I’ve done a few articles now on Atom Hopper which is an open source project hosted on GitHub. Up until now though Atom Hopper has been left open to world if you are not inside of a private network (which of course could be the case). This is not always ideal to allow anyone to POST new ATOM entries. Today I’ll show you how to setup Apache Tomcat with Atom Hopper so that you must provide credentials to POST, but anyone can call the GET.
If you haven’t worked through my last article on Tomcat basic authentication then now would be a good time. Also, you probably want to read my other articles on Atom Hopper first or this won’t make much sense as I assume in this article you’ve read those already. I will assume you already have the Atom Hopper WAR file built and ready to go. I am also assuming you’ve used the prior article to build the MySQL table. In addition you will need to make the changes in that article to the server.xml file, etc.

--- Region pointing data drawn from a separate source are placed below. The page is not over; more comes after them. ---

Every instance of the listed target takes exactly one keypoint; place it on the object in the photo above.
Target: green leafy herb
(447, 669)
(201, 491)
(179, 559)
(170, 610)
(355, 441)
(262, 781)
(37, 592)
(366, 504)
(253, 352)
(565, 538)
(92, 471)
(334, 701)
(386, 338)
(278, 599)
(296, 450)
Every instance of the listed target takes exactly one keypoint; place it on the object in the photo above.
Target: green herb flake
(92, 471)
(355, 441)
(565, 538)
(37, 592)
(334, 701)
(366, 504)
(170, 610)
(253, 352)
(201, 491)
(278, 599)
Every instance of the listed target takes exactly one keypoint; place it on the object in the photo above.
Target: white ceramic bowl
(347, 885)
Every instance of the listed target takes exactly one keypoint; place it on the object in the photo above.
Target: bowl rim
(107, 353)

With all the steps done in the prior article, take the newly built Atom Hopper WAR file and rename it to: ROOT.war
Copy the ROOT.war file into the Tomcat webapps folder (if a ROOT folder already exists you can either delete it or just keep the original name of the Atom Hopper WAR file but you will need to modify the upcoming steps).
Ensure you have added all the changes to the server.xml file and context.xml file.

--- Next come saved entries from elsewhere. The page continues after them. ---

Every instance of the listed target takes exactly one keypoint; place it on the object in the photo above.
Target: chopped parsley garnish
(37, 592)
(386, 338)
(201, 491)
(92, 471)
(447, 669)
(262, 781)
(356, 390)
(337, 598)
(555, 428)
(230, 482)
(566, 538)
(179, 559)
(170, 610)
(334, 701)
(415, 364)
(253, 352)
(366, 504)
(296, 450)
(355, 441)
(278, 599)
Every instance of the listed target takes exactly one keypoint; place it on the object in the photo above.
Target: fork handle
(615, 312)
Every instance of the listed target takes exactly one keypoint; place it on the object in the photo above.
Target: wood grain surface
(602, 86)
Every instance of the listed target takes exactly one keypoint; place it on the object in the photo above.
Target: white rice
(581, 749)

With the ROOT.war file now in the webapps folder start Tomcat and let it extract the ROOT.war file. Go into the ROOT/WEB-INF folder now and find the web.xml file and open it up. Add the following to the file:
<security-constraint> <web-resource-collection> <web-resource-name>Wildcard means whole app requires authentication</web-resource-name> <url-pattern>/*</url-pattern> <http-method>POST</http-method> <http-method>DELETE</http-method> <http-method>PUT</http-method> </web-resource-collection> <auth-constraint> <role-name>authenticated</role-name> </auth-constraint> </security-constraint> <security-role> <role-name>authenticated</role-name> </security-role> <login-config> <auth-method>BASIC</auth-method> <realm-name>tomcat_realm</realm-name> </login-config>
Notice how I left out the:
This means the basic authentication will only apply to POST, DELETE, or PUT. Anyone can get an Atom Hopper feed but only authenticated users can POST new data.

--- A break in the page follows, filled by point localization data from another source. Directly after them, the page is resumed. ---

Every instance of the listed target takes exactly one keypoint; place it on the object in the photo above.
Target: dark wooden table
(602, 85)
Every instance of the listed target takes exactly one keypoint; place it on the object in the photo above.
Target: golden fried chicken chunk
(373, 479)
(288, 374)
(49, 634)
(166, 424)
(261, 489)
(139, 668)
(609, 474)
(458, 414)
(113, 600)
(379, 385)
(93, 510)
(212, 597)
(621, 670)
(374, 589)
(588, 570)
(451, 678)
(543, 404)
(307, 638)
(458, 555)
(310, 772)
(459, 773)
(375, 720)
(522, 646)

Save the file. Go grab the MySQL JDBC driver and extract the jar file to the Tomcat lib folder.
Using Poster you can now test everything out.
You should see that you need to authenticate for a POST but not for a GET. You’ve now setup Atom Hopper to only allow authenticated users to create new feed entries.
One final point to make is that unless you use SSL the username and password in this technique will be sent over clear text. You should also look into implementing the LockOutRealm to assist in protecting from brute force scripted attacks.